Aujourd'hui, ils me tannent pendant toute l’heure pour que je leur dise les noms de douze apôtres, sans me dire pourquoi. Je me doute bien qu’il y a une entourloupe et en effet ils ont un contrôle l’heure d’après avec le P. Artur, en religion, où ils doivent donner ces noms.

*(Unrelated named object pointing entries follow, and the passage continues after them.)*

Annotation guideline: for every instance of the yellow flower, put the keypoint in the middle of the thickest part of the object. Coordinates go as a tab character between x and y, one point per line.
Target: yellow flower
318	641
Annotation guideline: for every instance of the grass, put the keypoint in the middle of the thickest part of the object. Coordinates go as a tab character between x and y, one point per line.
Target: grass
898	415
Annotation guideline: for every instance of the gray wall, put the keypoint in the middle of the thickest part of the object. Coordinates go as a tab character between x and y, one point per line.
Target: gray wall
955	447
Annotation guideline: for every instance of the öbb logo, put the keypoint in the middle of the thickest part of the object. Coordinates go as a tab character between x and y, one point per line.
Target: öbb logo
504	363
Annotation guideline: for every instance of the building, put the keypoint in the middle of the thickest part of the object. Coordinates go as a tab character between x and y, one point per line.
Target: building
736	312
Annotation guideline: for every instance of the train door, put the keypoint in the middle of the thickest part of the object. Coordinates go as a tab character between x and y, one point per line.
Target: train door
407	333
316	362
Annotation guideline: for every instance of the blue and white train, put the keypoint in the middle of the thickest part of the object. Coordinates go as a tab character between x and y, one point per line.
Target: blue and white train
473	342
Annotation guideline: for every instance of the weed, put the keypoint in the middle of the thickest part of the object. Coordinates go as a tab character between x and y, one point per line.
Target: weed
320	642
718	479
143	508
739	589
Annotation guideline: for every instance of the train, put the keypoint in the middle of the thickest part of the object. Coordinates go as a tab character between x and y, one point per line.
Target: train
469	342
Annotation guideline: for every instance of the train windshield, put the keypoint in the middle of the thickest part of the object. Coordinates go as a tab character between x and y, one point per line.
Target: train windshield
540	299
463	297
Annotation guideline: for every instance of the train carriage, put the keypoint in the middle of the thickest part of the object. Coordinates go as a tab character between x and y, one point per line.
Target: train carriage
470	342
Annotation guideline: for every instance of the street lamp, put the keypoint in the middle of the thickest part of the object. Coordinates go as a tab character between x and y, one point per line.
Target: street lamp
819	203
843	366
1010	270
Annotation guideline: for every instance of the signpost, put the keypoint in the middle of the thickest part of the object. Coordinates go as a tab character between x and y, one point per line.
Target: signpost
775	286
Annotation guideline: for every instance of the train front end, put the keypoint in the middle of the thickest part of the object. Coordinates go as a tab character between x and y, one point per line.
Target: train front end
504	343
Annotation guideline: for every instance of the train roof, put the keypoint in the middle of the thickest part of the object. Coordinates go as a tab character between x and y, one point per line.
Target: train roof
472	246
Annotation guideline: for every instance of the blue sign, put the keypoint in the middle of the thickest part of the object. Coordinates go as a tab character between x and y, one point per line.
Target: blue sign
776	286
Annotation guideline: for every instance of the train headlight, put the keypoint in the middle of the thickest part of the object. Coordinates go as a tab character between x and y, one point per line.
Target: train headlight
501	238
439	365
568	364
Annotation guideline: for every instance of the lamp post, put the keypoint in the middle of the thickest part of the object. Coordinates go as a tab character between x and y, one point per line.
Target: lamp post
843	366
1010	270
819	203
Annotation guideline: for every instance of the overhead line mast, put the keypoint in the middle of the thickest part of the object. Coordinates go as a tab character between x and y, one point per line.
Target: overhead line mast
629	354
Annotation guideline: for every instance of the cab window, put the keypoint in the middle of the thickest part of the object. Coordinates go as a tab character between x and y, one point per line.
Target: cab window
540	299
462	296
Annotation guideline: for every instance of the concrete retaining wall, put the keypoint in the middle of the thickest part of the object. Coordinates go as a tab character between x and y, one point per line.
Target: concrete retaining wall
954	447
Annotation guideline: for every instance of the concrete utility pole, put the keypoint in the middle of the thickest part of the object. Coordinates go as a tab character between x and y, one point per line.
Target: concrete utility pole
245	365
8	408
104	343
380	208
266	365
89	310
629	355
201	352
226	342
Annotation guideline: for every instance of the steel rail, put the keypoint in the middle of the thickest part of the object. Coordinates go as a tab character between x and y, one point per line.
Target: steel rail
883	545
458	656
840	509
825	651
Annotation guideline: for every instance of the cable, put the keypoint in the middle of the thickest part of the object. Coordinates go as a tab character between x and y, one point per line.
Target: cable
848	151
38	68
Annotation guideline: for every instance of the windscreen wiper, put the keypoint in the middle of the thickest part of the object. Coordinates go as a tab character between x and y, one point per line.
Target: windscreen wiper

En rentrant à la maison après mes cours, je me dis que décidément je voudrais avoir des caméras à la place des yeux pour ne pas perdre une miette de tous les trucs que je croise. Que ce soit les mototaxis avec quatre personnes dessus, les voitures bondées, avec quatre personnes sur la place avant droite, cette chèvre qui mange un tas de riz tombé au milieu de la route, et qui slalome entre les voitures qui passent pour ne pas en perdre une miette, etc. En marchant, j’entends derrière moi deux gamins qui se disputent « allemand » « mais non !
Français » « mais non, allemand, regarde ses cheveux » « mais non, je te dis, il est chez les pères. » Je me retourne et annonce à l’un d’entre eux qu’il a raison. Ils sont pétrifiés et je suis content de mon effet. Je continue donc et les entends encore parler, ils ne sont pas convaincus !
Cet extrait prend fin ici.